Last Updated Feb 21, 2015 8:01 AM EST
This is the first year that Americans who have health insurance through Obamacare, officially known as the Affordable Care Act, are filing taxes that include the subsidies that have helped them afford coverage -- on average about $268 a month.
But now the government is saying that some of that information is wrong and telling nearly a million taxpayers to hold off filing their 2014 returns, CBS News' Julianna Goldman reports.
The error affects about 800,000 people who bought insurance through HealthCare.gov and who the administration said have now received inaccurate information on their tax forms.
Between 40,000 and 80,000 people already filed their taxes with the wrong data, and officials said the Treasury Department will provide them with additional information. So for now, all those affected are being told to wait.
Andrew Slavitt, with the Centers for Medicare and Medicaid Services, said the government needs time to sort out the mistakes.
"So we're notifying people," Slavitt told reporters Friday. "We've already begun notifying people today. They'll get a corrected form beginning the first week of March."
The administration has also announced a special enrollment period from March 15 to April 30 for people who did not realize they'd have to pay a penalty for not having health care coverage.
About 6.5 million people are receiving tax credits to help pay for their insurance through the federal marketplace. Officials don't yet know what caused the problem for the 800,000, but options range from human error to a software glitch.
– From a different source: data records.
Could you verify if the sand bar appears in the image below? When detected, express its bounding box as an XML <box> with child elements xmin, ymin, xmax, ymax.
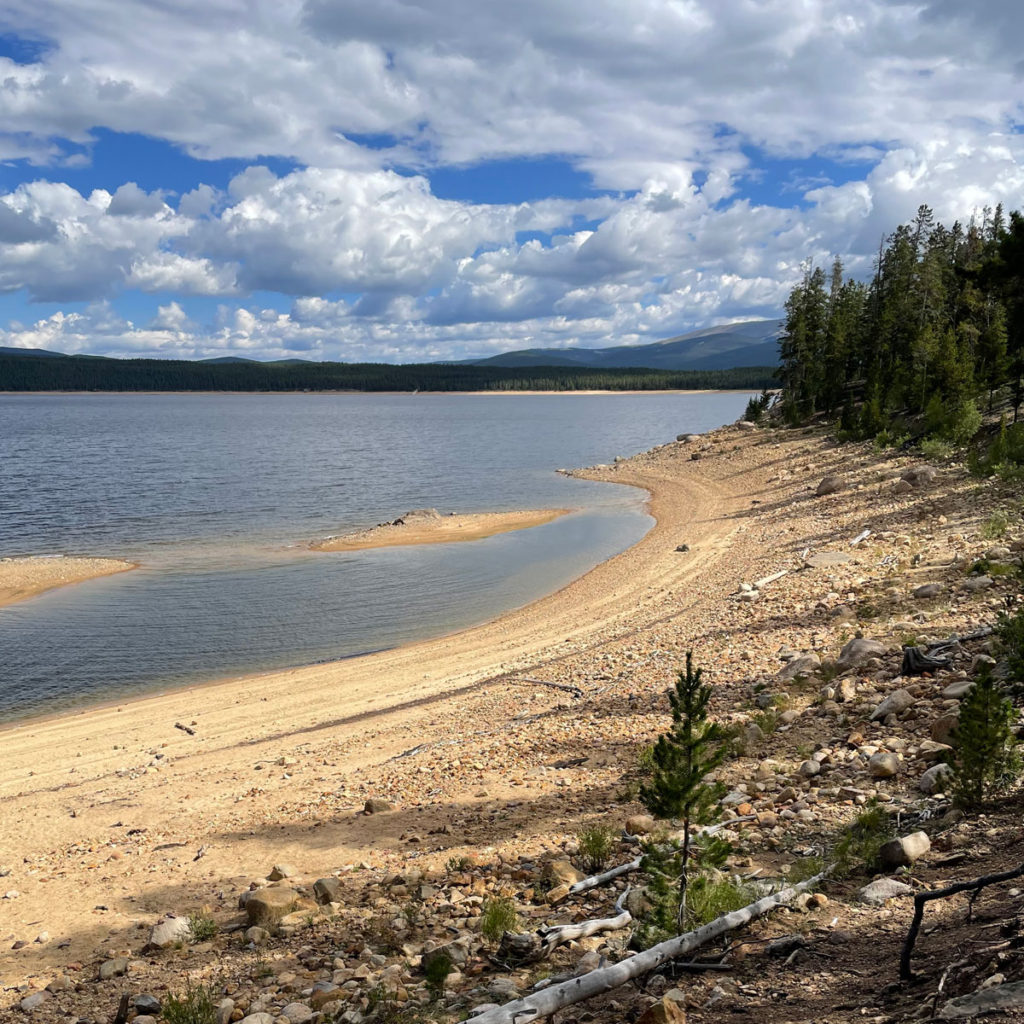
<box><xmin>310</xmin><ymin>509</ymin><xmax>569</xmax><ymax>551</ymax></box>
<box><xmin>0</xmin><ymin>555</ymin><xmax>138</xmax><ymax>607</ymax></box>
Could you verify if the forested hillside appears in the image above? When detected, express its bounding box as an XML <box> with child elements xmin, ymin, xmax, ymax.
<box><xmin>0</xmin><ymin>355</ymin><xmax>776</xmax><ymax>391</ymax></box>
<box><xmin>779</xmin><ymin>206</ymin><xmax>1024</xmax><ymax>441</ymax></box>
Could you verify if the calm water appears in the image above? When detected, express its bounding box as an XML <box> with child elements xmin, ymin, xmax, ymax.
<box><xmin>0</xmin><ymin>394</ymin><xmax>746</xmax><ymax>718</ymax></box>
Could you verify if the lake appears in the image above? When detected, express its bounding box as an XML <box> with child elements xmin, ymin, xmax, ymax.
<box><xmin>0</xmin><ymin>393</ymin><xmax>748</xmax><ymax>719</ymax></box>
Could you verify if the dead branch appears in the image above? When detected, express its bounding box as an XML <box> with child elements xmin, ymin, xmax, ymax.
<box><xmin>470</xmin><ymin>871</ymin><xmax>825</xmax><ymax>1024</ymax></box>
<box><xmin>899</xmin><ymin>864</ymin><xmax>1024</xmax><ymax>981</ymax></box>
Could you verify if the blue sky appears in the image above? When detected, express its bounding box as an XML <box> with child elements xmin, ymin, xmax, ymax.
<box><xmin>0</xmin><ymin>0</ymin><xmax>1024</xmax><ymax>361</ymax></box>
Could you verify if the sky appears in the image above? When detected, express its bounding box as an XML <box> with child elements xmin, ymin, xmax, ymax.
<box><xmin>0</xmin><ymin>0</ymin><xmax>1024</xmax><ymax>362</ymax></box>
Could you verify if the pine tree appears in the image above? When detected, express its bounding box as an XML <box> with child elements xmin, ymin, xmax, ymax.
<box><xmin>952</xmin><ymin>666</ymin><xmax>1021</xmax><ymax>807</ymax></box>
<box><xmin>640</xmin><ymin>651</ymin><xmax>728</xmax><ymax>928</ymax></box>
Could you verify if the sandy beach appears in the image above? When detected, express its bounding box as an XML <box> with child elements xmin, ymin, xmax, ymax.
<box><xmin>0</xmin><ymin>428</ymin><xmax>991</xmax><ymax>1007</ymax></box>
<box><xmin>0</xmin><ymin>556</ymin><xmax>138</xmax><ymax>607</ymax></box>
<box><xmin>310</xmin><ymin>509</ymin><xmax>569</xmax><ymax>551</ymax></box>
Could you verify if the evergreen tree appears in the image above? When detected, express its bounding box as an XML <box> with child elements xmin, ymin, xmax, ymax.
<box><xmin>640</xmin><ymin>651</ymin><xmax>728</xmax><ymax>928</ymax></box>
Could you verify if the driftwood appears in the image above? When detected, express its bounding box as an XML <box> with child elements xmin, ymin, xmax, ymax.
<box><xmin>899</xmin><ymin>864</ymin><xmax>1024</xmax><ymax>981</ymax></box>
<box><xmin>469</xmin><ymin>871</ymin><xmax>826</xmax><ymax>1024</ymax></box>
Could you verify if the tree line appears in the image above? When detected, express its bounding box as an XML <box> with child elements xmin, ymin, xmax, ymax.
<box><xmin>779</xmin><ymin>206</ymin><xmax>1024</xmax><ymax>442</ymax></box>
<box><xmin>0</xmin><ymin>355</ymin><xmax>776</xmax><ymax>391</ymax></box>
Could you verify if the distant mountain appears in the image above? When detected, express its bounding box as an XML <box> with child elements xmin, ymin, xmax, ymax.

With filing season underway, it's causing complications. The world's largest tax services provider, H&R Block, warned in a statement Friday that those who already filed "could face an additional repayment obligation." Others could see their tax returns delayed.
Friday's snafu is a blemish on the federal enrollment season, which officials said saw 11.4 million people sign up or renew Obamacare plans. It's reminiscent of last year's debacle when the federal website crashed multiple times at launch.
Republicans are pouncing.
In a letter sent late Friday to the Department of Health and Human Services, Rep. Pete Roskam, R-Illinois, demanded answers, writing "This error has created additional uncertainty in a tax season already filled with unprecedented challenges and complexity for taxpayers."
It's also amplifying calls from Republicans to repeal the law.
The White House is playing down the glitch, saying this is just a very small fraction of people affected and they should still have plenty of time to file by the April 15 deadline with the right information.